In Hac Lacrimarum Valle


It is a very sad day. With Kentucky and Tennessee's losses this weekend, there is no SEC team in the Final Four. Worse, a Big East team and an ACC team are in it. It is almost more than I can bear.

So I will do something that I have never done, (or, for that matter, something that no one else has ever done, either), and root for a Horizon League team to win it all.

Go Butler.

Tuesday, March 23, 2010

Why Have the Church? Just Be a Democrat. Or a Republican.


Brothers and Sisters:

The Lord be with you.

One of the liabilities of being so involved in government, as one of our General Boards so often is, is that we actually get “credit” for what we do (in this case, a resolution made at an earlier General Conference). I speak as a political cynic, having found both of our American political parties wanting.
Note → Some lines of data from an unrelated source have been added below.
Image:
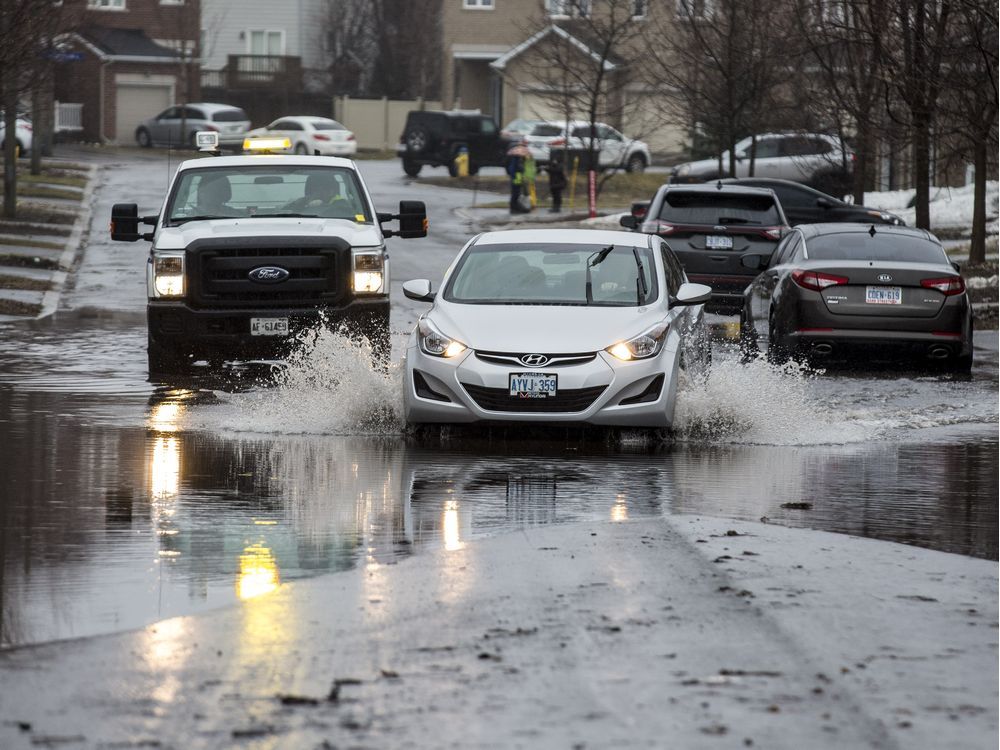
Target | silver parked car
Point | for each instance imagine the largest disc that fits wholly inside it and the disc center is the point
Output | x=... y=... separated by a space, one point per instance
x=231 y=123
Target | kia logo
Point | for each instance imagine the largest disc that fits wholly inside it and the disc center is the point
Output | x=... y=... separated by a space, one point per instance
x=268 y=275
x=534 y=360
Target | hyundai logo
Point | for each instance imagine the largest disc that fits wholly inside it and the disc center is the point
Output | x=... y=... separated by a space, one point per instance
x=268 y=275
x=534 y=360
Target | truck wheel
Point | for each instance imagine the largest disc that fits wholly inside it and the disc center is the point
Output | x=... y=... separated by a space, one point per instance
x=164 y=361
x=411 y=168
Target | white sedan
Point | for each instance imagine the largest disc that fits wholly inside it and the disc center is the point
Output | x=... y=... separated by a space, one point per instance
x=319 y=136
x=556 y=326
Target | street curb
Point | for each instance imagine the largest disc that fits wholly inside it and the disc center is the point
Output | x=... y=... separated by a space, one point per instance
x=74 y=246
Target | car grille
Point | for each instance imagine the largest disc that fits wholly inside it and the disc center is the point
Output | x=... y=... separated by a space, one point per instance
x=219 y=277
x=554 y=360
x=568 y=400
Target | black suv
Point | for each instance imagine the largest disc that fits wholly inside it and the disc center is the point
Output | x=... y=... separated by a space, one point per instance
x=709 y=228
x=436 y=138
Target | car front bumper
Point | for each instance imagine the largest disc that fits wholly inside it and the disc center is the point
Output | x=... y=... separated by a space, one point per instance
x=469 y=389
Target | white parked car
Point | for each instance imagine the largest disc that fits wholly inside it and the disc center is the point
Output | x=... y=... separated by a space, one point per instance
x=614 y=150
x=556 y=326
x=22 y=134
x=319 y=136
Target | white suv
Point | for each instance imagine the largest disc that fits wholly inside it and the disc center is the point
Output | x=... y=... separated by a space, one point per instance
x=816 y=159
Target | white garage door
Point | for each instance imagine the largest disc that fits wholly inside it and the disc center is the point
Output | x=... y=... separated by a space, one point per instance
x=135 y=103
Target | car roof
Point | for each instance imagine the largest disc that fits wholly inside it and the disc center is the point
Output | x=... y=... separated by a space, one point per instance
x=563 y=236
x=245 y=160
x=816 y=230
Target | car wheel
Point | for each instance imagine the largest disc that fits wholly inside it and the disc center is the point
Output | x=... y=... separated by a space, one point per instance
x=411 y=168
x=636 y=163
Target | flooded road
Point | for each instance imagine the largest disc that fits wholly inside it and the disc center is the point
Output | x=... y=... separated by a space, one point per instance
x=124 y=502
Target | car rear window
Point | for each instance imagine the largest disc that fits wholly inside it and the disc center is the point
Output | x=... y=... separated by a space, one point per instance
x=882 y=246
x=230 y=115
x=719 y=208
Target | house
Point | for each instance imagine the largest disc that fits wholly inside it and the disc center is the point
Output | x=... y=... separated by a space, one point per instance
x=125 y=61
x=491 y=63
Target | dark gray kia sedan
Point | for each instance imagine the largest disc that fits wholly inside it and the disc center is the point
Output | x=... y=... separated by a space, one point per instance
x=835 y=292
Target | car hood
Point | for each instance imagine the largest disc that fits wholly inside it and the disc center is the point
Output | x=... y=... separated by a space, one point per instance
x=358 y=235
x=546 y=329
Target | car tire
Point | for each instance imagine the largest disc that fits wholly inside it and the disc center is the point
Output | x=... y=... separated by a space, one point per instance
x=411 y=168
x=636 y=164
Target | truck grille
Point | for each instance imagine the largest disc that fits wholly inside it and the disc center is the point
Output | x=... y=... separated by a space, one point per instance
x=316 y=276
x=568 y=400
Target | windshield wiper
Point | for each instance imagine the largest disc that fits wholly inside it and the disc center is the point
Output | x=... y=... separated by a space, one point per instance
x=592 y=261
x=641 y=288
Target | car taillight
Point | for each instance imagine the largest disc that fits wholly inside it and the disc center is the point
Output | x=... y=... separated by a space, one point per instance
x=948 y=286
x=815 y=280
x=655 y=226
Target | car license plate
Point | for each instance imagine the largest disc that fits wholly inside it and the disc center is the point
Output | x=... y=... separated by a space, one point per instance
x=532 y=385
x=717 y=242
x=884 y=295
x=268 y=326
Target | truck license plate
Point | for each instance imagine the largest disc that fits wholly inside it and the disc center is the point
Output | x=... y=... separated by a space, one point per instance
x=884 y=295
x=532 y=385
x=268 y=326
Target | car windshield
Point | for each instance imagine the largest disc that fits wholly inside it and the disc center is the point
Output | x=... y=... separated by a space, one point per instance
x=720 y=208
x=554 y=274
x=267 y=190
x=881 y=246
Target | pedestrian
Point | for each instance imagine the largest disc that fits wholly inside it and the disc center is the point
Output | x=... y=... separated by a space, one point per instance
x=557 y=183
x=515 y=169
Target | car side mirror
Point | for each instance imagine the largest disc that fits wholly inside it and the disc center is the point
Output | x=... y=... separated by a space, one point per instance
x=691 y=294
x=125 y=222
x=419 y=290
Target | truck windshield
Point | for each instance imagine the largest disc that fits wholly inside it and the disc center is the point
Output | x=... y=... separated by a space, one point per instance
x=245 y=192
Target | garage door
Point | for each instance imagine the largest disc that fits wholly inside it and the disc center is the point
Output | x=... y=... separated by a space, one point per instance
x=135 y=103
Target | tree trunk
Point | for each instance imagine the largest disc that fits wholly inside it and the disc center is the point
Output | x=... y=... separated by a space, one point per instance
x=977 y=247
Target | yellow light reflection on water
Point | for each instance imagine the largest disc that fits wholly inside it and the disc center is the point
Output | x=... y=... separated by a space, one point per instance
x=450 y=526
x=258 y=572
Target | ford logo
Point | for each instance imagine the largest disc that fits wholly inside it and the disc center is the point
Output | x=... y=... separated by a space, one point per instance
x=268 y=275
x=534 y=360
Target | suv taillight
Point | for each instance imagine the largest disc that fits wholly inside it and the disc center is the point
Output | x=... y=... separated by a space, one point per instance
x=815 y=280
x=948 y=286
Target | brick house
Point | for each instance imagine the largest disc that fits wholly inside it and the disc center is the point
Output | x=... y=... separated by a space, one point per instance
x=127 y=60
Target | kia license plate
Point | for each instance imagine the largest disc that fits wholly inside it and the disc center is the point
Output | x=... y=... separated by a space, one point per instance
x=268 y=326
x=532 y=385
x=884 y=295
x=718 y=242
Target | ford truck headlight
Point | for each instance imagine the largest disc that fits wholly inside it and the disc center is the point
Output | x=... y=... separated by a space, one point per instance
x=435 y=343
x=369 y=273
x=647 y=344
x=168 y=276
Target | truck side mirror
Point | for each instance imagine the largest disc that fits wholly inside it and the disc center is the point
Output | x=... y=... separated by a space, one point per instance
x=125 y=222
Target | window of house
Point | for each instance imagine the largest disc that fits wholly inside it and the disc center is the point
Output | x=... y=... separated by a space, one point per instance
x=579 y=8
x=695 y=9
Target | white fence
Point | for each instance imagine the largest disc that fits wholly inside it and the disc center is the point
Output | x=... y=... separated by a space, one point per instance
x=377 y=123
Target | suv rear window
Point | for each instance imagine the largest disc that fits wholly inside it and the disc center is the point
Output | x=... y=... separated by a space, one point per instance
x=230 y=115
x=719 y=208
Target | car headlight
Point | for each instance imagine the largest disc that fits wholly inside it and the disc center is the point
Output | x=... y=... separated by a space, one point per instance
x=647 y=344
x=168 y=276
x=368 y=273
x=435 y=343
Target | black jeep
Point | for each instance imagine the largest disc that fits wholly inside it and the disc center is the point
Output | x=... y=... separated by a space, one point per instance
x=435 y=138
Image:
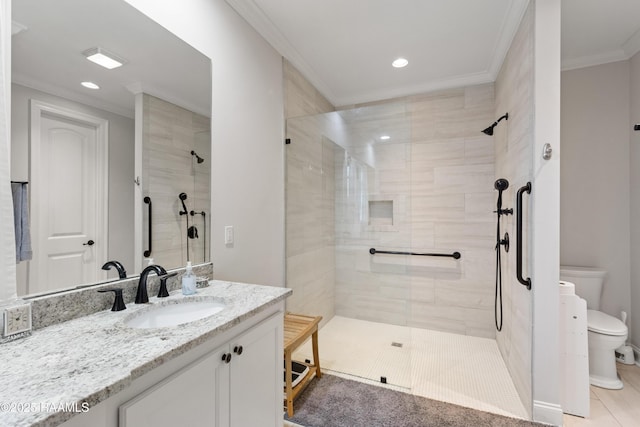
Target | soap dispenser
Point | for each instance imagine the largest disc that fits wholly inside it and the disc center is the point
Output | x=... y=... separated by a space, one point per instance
x=188 y=281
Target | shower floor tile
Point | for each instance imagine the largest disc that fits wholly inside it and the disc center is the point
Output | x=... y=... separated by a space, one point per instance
x=464 y=370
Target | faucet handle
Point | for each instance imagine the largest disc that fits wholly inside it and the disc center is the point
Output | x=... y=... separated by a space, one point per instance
x=118 y=302
x=163 y=292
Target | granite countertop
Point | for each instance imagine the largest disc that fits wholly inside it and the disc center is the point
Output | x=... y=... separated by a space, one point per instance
x=94 y=357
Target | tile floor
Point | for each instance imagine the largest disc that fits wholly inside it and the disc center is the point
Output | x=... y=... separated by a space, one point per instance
x=464 y=370
x=613 y=408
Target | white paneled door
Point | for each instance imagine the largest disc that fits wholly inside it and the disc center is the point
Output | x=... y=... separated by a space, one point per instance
x=68 y=201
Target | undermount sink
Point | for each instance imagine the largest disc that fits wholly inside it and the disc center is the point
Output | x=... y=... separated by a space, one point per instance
x=174 y=314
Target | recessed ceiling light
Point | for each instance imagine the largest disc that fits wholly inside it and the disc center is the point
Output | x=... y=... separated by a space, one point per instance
x=90 y=85
x=400 y=62
x=103 y=58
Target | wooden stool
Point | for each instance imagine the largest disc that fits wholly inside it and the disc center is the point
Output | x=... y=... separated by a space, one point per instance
x=297 y=328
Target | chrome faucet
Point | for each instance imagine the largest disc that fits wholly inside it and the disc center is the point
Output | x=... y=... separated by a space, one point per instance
x=142 y=296
x=121 y=271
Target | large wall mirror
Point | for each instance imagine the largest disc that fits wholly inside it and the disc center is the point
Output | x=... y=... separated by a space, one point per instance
x=120 y=172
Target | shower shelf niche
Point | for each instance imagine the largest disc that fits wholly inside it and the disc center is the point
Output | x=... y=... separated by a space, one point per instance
x=383 y=212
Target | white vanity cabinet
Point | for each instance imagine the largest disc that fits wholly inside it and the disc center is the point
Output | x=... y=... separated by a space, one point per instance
x=233 y=380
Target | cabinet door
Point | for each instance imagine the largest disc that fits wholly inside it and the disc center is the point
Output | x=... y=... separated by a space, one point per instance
x=256 y=376
x=194 y=396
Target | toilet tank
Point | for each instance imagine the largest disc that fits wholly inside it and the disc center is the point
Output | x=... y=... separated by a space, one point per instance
x=588 y=282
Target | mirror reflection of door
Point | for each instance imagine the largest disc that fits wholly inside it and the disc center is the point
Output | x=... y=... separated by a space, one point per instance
x=68 y=186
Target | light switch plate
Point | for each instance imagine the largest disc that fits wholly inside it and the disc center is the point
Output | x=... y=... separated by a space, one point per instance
x=16 y=320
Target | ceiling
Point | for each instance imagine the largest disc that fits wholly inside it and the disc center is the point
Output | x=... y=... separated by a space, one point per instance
x=345 y=48
x=50 y=36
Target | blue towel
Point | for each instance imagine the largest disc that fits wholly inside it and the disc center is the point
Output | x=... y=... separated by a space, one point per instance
x=21 y=221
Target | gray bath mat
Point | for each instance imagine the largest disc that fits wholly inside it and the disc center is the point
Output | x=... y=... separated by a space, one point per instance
x=333 y=401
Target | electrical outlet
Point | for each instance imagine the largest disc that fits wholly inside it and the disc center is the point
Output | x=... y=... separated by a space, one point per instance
x=16 y=320
x=228 y=235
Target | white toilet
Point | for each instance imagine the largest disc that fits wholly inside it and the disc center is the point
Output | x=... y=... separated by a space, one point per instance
x=605 y=333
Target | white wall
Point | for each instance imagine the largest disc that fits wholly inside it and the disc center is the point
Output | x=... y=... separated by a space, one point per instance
x=634 y=172
x=7 y=241
x=544 y=223
x=595 y=184
x=247 y=136
x=514 y=140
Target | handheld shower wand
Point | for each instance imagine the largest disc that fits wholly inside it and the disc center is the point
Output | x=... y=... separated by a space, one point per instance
x=183 y=197
x=489 y=130
x=501 y=185
x=199 y=159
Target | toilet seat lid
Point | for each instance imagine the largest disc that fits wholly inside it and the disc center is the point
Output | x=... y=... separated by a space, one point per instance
x=602 y=323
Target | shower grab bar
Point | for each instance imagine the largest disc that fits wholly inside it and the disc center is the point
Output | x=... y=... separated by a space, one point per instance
x=147 y=253
x=524 y=189
x=374 y=251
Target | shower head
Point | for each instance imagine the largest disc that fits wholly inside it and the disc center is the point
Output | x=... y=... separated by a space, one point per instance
x=501 y=184
x=183 y=197
x=200 y=159
x=489 y=130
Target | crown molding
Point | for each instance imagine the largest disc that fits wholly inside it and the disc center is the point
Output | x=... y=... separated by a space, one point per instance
x=256 y=18
x=592 y=60
x=509 y=28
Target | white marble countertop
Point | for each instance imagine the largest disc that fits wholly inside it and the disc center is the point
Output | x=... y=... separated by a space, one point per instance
x=92 y=358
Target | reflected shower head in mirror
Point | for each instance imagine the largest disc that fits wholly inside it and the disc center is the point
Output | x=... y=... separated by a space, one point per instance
x=489 y=130
x=200 y=159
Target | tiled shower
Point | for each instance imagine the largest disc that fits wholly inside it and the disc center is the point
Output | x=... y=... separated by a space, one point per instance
x=427 y=188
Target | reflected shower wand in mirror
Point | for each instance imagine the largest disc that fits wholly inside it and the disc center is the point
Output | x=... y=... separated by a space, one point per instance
x=489 y=130
x=183 y=197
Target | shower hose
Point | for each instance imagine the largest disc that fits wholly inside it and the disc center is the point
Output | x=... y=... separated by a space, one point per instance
x=498 y=294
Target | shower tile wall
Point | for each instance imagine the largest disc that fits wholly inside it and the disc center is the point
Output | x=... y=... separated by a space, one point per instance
x=514 y=160
x=169 y=134
x=438 y=169
x=310 y=228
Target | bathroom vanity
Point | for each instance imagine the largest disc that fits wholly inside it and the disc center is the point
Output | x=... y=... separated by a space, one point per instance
x=222 y=370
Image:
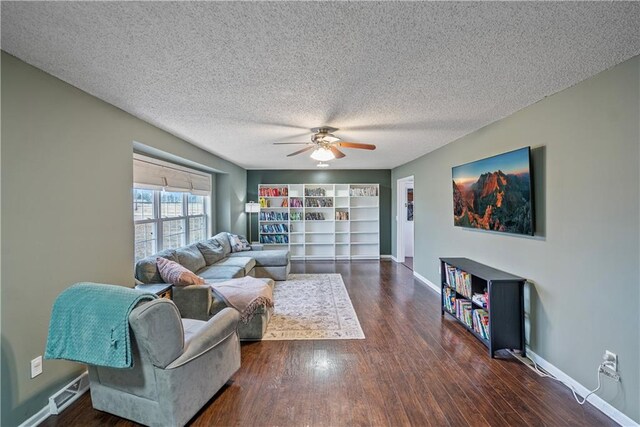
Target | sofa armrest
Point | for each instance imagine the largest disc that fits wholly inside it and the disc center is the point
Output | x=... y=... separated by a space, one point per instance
x=193 y=301
x=215 y=331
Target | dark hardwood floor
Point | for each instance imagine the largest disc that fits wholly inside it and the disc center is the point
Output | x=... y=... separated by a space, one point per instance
x=414 y=368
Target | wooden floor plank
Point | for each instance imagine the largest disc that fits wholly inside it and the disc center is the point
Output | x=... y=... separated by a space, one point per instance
x=415 y=367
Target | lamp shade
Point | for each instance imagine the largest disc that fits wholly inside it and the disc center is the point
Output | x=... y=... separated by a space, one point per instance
x=252 y=207
x=322 y=155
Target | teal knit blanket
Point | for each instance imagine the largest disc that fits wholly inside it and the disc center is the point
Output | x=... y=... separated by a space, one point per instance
x=90 y=324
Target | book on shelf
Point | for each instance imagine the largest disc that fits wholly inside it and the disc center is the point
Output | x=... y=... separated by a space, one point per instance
x=481 y=323
x=481 y=299
x=458 y=279
x=315 y=192
x=464 y=311
x=274 y=239
x=273 y=191
x=449 y=300
x=274 y=216
x=274 y=228
x=319 y=202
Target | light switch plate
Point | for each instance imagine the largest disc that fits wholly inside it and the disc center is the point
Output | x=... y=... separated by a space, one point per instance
x=36 y=366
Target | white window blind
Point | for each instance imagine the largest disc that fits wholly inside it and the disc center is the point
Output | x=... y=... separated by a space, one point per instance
x=154 y=174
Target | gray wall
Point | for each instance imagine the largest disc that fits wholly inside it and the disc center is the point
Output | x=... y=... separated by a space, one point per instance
x=67 y=213
x=583 y=295
x=360 y=176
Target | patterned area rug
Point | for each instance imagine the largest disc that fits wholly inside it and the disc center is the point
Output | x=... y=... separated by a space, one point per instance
x=313 y=307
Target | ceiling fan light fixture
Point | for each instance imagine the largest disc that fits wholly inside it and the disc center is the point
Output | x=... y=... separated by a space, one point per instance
x=322 y=154
x=330 y=138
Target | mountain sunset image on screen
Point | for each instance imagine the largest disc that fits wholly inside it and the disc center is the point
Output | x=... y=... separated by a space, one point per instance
x=495 y=193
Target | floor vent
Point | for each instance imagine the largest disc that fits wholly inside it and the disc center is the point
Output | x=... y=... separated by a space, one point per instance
x=68 y=394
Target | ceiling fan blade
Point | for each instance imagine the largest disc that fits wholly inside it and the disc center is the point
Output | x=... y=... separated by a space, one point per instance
x=300 y=151
x=356 y=145
x=337 y=153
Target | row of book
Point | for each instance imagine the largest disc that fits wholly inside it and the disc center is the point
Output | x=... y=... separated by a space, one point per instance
x=481 y=299
x=273 y=192
x=458 y=279
x=274 y=238
x=477 y=319
x=449 y=299
x=319 y=202
x=481 y=323
x=464 y=311
x=274 y=228
x=315 y=192
x=314 y=216
x=363 y=191
x=274 y=216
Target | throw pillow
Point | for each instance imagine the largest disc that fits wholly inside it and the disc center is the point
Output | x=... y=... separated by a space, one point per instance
x=239 y=243
x=211 y=251
x=174 y=273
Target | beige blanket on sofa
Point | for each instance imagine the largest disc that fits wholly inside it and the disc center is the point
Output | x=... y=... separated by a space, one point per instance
x=245 y=294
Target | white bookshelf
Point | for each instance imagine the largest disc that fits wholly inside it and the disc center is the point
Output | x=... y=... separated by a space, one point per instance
x=321 y=221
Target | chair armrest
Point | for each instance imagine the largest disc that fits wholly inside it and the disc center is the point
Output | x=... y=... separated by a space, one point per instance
x=193 y=301
x=216 y=330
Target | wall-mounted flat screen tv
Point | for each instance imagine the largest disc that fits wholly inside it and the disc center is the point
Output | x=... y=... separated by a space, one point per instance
x=495 y=193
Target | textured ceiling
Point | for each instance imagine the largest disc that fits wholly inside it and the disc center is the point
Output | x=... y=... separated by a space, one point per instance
x=233 y=78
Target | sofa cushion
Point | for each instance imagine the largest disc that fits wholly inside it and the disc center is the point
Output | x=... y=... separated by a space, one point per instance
x=245 y=262
x=147 y=268
x=265 y=258
x=239 y=243
x=190 y=257
x=216 y=272
x=176 y=274
x=191 y=328
x=211 y=251
x=223 y=240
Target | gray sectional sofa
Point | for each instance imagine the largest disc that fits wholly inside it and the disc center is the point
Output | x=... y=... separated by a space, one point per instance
x=213 y=260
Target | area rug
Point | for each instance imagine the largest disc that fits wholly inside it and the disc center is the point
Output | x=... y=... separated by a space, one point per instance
x=312 y=307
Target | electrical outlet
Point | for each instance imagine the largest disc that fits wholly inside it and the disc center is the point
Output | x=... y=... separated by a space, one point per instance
x=36 y=366
x=607 y=372
x=610 y=360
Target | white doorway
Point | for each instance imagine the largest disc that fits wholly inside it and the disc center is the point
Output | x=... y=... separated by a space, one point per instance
x=405 y=222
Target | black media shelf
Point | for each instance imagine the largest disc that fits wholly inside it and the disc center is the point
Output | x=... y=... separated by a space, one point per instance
x=505 y=301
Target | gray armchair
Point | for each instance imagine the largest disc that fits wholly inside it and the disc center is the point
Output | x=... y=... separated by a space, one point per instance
x=179 y=364
x=197 y=302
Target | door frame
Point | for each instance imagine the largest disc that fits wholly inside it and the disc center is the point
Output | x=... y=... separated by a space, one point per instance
x=400 y=200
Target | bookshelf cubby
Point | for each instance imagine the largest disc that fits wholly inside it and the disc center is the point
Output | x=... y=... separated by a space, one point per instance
x=488 y=302
x=321 y=221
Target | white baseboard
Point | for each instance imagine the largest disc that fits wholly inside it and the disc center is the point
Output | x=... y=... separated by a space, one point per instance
x=45 y=412
x=602 y=405
x=37 y=418
x=426 y=281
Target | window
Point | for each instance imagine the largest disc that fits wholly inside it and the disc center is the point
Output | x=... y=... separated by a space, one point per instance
x=165 y=218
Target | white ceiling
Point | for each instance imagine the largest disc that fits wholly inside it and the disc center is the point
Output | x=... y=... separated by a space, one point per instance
x=234 y=77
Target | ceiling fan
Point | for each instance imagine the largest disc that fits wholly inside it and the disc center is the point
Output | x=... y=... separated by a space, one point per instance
x=325 y=145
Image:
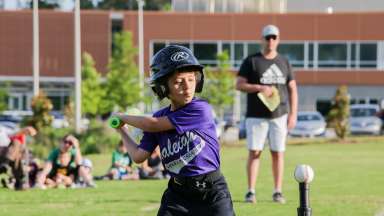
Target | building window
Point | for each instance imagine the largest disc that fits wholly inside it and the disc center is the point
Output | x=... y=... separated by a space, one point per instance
x=294 y=53
x=157 y=47
x=206 y=53
x=253 y=48
x=238 y=54
x=332 y=55
x=180 y=44
x=368 y=55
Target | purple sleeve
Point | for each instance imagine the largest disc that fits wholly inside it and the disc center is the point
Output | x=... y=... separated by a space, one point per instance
x=197 y=115
x=148 y=142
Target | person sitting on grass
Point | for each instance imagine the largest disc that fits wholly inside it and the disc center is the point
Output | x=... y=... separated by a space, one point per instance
x=13 y=156
x=63 y=166
x=121 y=168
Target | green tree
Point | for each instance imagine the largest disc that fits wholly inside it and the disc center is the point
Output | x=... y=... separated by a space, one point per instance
x=91 y=90
x=339 y=114
x=219 y=87
x=3 y=97
x=122 y=86
x=41 y=107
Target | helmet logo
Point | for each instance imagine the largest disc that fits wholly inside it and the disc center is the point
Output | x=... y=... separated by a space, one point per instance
x=179 y=56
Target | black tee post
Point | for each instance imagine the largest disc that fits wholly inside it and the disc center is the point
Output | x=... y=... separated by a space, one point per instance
x=304 y=208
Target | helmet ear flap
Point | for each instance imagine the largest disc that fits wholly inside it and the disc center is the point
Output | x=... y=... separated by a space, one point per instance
x=160 y=90
x=199 y=82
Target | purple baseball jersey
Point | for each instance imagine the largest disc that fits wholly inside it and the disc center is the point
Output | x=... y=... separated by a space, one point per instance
x=192 y=148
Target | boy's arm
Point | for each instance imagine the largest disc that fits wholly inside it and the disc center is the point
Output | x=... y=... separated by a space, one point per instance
x=137 y=154
x=146 y=123
x=293 y=101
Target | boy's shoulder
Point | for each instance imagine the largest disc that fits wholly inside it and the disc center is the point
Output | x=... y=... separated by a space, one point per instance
x=196 y=103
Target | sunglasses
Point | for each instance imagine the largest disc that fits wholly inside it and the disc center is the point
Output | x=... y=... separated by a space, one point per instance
x=269 y=37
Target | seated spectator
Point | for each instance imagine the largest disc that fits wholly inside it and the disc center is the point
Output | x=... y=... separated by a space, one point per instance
x=87 y=171
x=121 y=168
x=152 y=168
x=63 y=166
x=14 y=156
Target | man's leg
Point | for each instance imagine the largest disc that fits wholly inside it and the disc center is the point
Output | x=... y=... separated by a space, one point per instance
x=277 y=139
x=278 y=170
x=252 y=173
x=257 y=131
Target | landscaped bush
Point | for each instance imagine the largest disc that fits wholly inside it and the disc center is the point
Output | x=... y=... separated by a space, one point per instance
x=99 y=138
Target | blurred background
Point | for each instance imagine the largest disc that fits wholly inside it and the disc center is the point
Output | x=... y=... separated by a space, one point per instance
x=333 y=45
I want to draw attention to a quote Stan Hauerwas gave several years ago:
"...[A] theological politics understands the church as an alternative polis or civitas, which is constituted by the new reality of the kingdom of God as seen in the life and destiny of Jesus. In contrast to political theology, which makes the political struggle for emancipation the horizon in which the church's theology and practice is interpreted, a theological politics makes the church's story the 'counter story' that interprets the world's politics.... [m]aking the church the primary locus of politics [which] not only changes the political horizon, but also requires a different understanding of the nature of politics."-- Stanley Hauerwas
In my opinion, anyone who thinks Democrats are the only ones who are interested in big government doesn’t read very much – Republicans are just as interested in gaining/regaining power and running things. Today’s politics are reduced to issues, and using power and coercion to enforce the convictions of the Left or the Right. And while I am certainly cynical about politics, I am not advocating we withdraw from the world – indeed, we Christians are supposed to be IN the world, just not OF it. The politics we advocate are the politics of Christ, which will set us apart from the world.

We have only ourselves to blame for the press attention we have gotten from Speaker Pelosi. At least for this week, the United Methodist Church is not known as a Church that makes disciples, but rather known for helping pass a Health Reform Care bill through the House that is split down party lines. I’d say the same thing about abortion: I would like to see abortion become a thing of the past – not because Republicans passed a bill to make abortion illegal, but because the Church influenced society so much that (a) no one would feel so shamed by an out-of-wedlock pregnancy to have an abortion, and (b) no mother would feel alone since the church would step up and minister to her and her child’s needs.

A friend of mine reminded me that during the Bush Administration, Left wing critics made the following observation of Republican Christians: "If the Republican plank has become your Gospel, why do you still need the church?" He noted that this observation fits just as well with this possible observation given this week's happenings: "If the Democratic plank has become your Gospel, why do you still need the church?"

We have been used as a denomination this week by politicians, and it has given in to more of the American preoccupation of being on the correct side instead of being on the Lord’s side. As one of my blogging buddies Allen Bevere said today, to embrace the status quo politics of either party is to become ecclesial sectarians.

I think neither Jesus nor John Wesley would approve. Regardless of what the Book of Resolutions or the Council of Bishops tells us.